Dans un jeu de combat, chaque geste a son importance et il faut être précis au niveau du timing et avoir de l’anticipation pour pouvoir prendre l’avantage sur l’adversaire.
Et c’est à ce moment que j’ai repensé à une interrogation de Todd MacFarlane qui se disait : « mais pourquoi les animations sont toujours aussi nulles dans les RPG ».
Moi à l’époque, je me disais : « N’exagérons pas et puis si tant de monde à aimé nos RPG cela veut bien dire que ce n’est pas si mauvais ». Mais finalement, il a raison, les animations dans les RPG sont médiocres.
Nous en sommes donc venu à travailler les animations et les combats pour qu’ils soient plus fluides et plus intenses. En plus de cela, j’avais aussi ma petite marotte.
J’aime le côté exploration et j’ai toujours regretté la sensation de ne pas appartenir au monde que j’explore.
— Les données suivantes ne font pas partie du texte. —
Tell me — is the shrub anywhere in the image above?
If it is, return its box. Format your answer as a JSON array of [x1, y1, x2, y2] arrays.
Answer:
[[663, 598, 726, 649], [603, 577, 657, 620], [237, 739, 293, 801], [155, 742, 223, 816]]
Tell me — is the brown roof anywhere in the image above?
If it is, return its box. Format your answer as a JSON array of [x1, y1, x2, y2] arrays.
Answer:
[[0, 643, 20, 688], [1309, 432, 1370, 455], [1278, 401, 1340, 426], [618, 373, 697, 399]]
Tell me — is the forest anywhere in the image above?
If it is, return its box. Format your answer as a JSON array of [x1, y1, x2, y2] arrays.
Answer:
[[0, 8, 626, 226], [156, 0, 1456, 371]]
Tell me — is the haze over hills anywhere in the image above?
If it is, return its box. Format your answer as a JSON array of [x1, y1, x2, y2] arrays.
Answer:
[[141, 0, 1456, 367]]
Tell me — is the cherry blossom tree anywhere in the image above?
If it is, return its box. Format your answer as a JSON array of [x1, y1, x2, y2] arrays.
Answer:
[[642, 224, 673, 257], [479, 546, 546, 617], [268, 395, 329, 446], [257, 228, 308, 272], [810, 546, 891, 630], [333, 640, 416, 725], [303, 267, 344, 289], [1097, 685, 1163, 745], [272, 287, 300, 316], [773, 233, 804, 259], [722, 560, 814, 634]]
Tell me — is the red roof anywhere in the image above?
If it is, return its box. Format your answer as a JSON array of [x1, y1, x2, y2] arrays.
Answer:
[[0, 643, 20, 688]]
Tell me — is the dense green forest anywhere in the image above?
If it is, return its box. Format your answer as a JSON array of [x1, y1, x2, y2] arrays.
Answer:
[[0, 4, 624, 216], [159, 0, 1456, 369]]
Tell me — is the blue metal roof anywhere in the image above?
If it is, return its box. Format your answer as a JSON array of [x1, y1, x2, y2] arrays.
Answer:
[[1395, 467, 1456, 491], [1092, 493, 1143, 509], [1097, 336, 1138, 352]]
Grâce à une meilleure animation, il est alors plus agréable de parcourir l’univers virtuel.
De plus, le mouvement, et plus précisément les tactiques dans les placements et les gestes, peuvent vraiment devenir un point clef dans les combats.
Habituellement, dans les RPG, le plus gros de la stratégie consiste dans le choix de l’équipement pour faire face à l’adversaire.
Une fois en combat, l’interface ne vous laisse pas la possibilité de changer d’arme. Avec notre système de combat, pour la première fois, lorsqu’un adversaire m’attaque, je ne me contente pas d’esquiver en espérant que mon geste soit réussi pour pouvoir attaquer au tour suivant.
Je peux esquiver en mettant ensuite derrière lui pour le poignarder. Et ça, ça fait vraiment plaisir car je peux enfin me positionner en combat là où je veux pour agir.
D’habitude, il s’agit de combat au tour par tour et je peux donc me positionner là où je sais que mes flancs seront protégés ou que des compagnons pourront me venir en aide. Mais tout cela est abstrait et peu immersif.
Dans Reckoning, je peux faire la même chose mais en temps réel. En mettant l’accent sur les animations, nous améliorons donc à la fois le système de combat et l’expérience globale au niveau de l’exploration.
N’y a-t-il pas de danger à mettre toutes les classes sur un même plan ?
Ken Rolston : Si vous jouez au RPG, vous savez comme moi que les dagues sont des armes assez peu prisées. Dans Donjon & Dragon, elles vous permettent de faire beaucoup de dégât lorsque vous attaquer l’ennemi par l’arrière, mais elles paraissent toujours moins cool que les autres armes.
En fait, nous avons fait en sorte que toutes les armes soient sur le même plan et que le joueur ait envie de les tester, même les dagues ! Et si vous aimez les dagues, vous aimez aussi un certain type de comportement en combat et vous vous imaginez faire les gestes.
Avec Reckoning, nous avons essayé de faire en sorte que ce théâtre intérieur soit vraiment représenté devant vos yeux et que vous ressentiez le plaisir du combat.
Vous innovez sur le plan du combat. Mais pourquoi conserver des autres éléments d’interface du RPG ce qui au jeu un aspect standard ?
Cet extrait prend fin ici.